[Model Optimization] Optimizing models with OpenVINO toolkit – Model Optimization with OpenVINO toolkit

Tram Ho

The main content will be covered in this blog post:

  • OpenVINO ?!
  • Basic inference workflow
  • Model Optimization
  • Inference mode
  • Benchmarks
  • OpenVINO with OpenCV
  • OpenVINO model server
  • Cons
  • Some other toolkits / platforms
  • Some common usecases and conclusion

  • A series of other articles about Model Compression, Model Pruning, Multi-tasks Learning by Model Pruning, Model Optimization, all done by members of Team AI – Sun * R&D Unit:
  • During a process of making a product that has Machine Learning in it, in addition to algorithm modeling, stages related to engineering or deployment also play a very important role to complete the product. Products. Some tasks can be mentioned such as: model compression, model pruning, model quantization, … to trim, quantize the model to make the model lighter, minimize inference time and the accuracy of the model is constant or different. trivial. After that, you can apply some platforms like tensorflow serving to optimize performance when having requests to the model:

Imgur

Reference: https://mobile.twitter.com/mlpowered/status/1194788560357842944

  • A bit more frustrated, the reason I know about OpenVINO is that in the process of implementing some projects at the company, it is required to annotate quite specific data types such as photos, videos. After the process of searching and selecting some tool annotate, it found that cvat quite suitable for the needs of the project. One thing that I find quite impressive of CVAT is that there is an auto annotate mode that uses OpenVINO to significantly improve the speed inference time of a pretrained model. Therefore, with a video of several dozen minutes, Cvat (+ OpennVINO) only takes less than 1 minute to process that video.
  • Advertising corner, some good and cool features of CVAT – annotate platform:
    • Free, OSS, web-based annotation platform for computer vision task
    • Main repo of OpenCV Oganization
    • Simple interface, easy to use
    • REST API document, suitable for customizing the CVAT itself to serve different data annotate purposes.
    • Many annotate modes for different problems: Annotate mode (image classification), Interpolation mode (auto annotate mode) and Segmentation mode (auto segmentation mode)
    • Support various annotate formats: bbox (object detection), polygon (segmentation), polyline, point, auto segment.
    • Support export to many formats: CVAT format, Pascal VOC, YOLO, COCO json (object detection + segmentation), PNG Mask (segmentation), TFRecord (tensorflow object detection API)
    • Support auto-annotate mode for object detection uses the pretrained models of TF Model Zoo and OpenVINO.
    • Support auto-semi-segmentation with: https://www.youtube.com/watch?v=vnqXZ-Z-VTQ
    • Because it is an OSS, it is completely customizable with specific purposes and use-cases. The core backend of CVAT is written in Django (Python). A good example is Onepanel also custom and integrated into their system: https://www.onepanel.io/
  • So what is OpenVINO, and what does it mean to be a practical model of the system, let’s find out more. ?

OpenVINO ?!

  • OpenVINO toolkit, built and developed by Intel, was created to optimize the performance of the model on Intel’s own processors, improve inference time when deploying deploy models on many other platforms. (CPU / GPU / VPU / FPGA).

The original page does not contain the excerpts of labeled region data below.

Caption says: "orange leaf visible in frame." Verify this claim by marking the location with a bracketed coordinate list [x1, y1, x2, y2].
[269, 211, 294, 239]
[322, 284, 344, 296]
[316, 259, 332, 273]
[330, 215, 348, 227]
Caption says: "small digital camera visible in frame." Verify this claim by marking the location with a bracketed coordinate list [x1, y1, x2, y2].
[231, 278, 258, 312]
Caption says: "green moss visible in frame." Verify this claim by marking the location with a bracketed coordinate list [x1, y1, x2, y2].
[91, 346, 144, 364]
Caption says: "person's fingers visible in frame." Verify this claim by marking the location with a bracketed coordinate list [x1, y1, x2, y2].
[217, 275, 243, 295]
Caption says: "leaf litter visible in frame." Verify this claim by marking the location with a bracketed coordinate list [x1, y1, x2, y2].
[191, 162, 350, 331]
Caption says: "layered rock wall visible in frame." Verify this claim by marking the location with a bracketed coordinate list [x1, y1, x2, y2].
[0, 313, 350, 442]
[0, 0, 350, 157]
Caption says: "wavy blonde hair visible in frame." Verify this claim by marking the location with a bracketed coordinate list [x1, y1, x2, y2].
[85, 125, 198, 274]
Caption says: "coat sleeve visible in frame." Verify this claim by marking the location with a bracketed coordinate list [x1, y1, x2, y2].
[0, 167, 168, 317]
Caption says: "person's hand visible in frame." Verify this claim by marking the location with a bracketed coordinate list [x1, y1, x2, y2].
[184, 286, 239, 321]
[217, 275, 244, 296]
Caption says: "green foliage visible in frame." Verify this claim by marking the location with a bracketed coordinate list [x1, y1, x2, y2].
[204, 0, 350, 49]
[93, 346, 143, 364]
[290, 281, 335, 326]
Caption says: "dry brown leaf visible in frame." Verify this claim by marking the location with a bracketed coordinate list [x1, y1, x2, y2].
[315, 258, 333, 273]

OpenVINO provides developers with improved neural network performance on a variety of Intel® processors and helps them further unlock cost-effective, real-time vision applications

  • OpenVINO stands for Open Visual Inference and Neural network Optimization toolkit . As you can see by the name, it is also possible to predict that OpenVINO was developed with the purpose of improving the model’s Inference ability, especially related to Visual and computer vision problems such as Image Classification, Object Detection, Object Tracking, …
  • Some noteworthy points of OpenVINO toolkit:
    • Improve performance, ability to inference time of the model
    • Because of Intel’s development, multi-platform support varies from CPU / GPU to embedded devices, such as edge devices such as VPU (Vision Processing Unit), Myriad, Modivius, or FPGA, etc.
    • Using the same API for inference, you only need to change the input mode to use IR (Intermediate Representation of OpenVINO) formats on different platforms.
    • Providing a lot of optimized models, the conversion to IR intermediate format of OpenVINO is also quite easy to implement.
    • Support calling IR format files (OpenVINO) with popular libraries of image processing / computer vision such as: OpenCV and OpenVX
    • Including 2 main parts:

Basic Inference Workflow

  • We need to convert the pretrained model to the IR format or the Intermediated Representation of OpenVINO. IR format includes several files as follows:
    • frozen – *. xml: network topology , is an xml file that defines the model layer, or network graph.
    • frozen – *. bin: contains the weights and biases binary data , the model’s weighted file, can be converted in formats: FP32, FP16, INT8
  • OpenVINO also supports converting to IR format for most popular frameworks such as:
    • Caffe
    • Tensorflow
    • MXNet
    • Kaldi
    • ONNX
    • [Keras / Pytorch]
  • In addition, some other frameworks such as Keras and Pytorch do not support direct conversion from pretrained models, but they can be through other intermediate formats:

  • 1 processing flow with OpenVINO is depicted in the image above.

Model Optimization

  • OpenVINO supports converting to IR format with formats FP32, FP16, INT8, which is also a form of model quantization (or model quantization)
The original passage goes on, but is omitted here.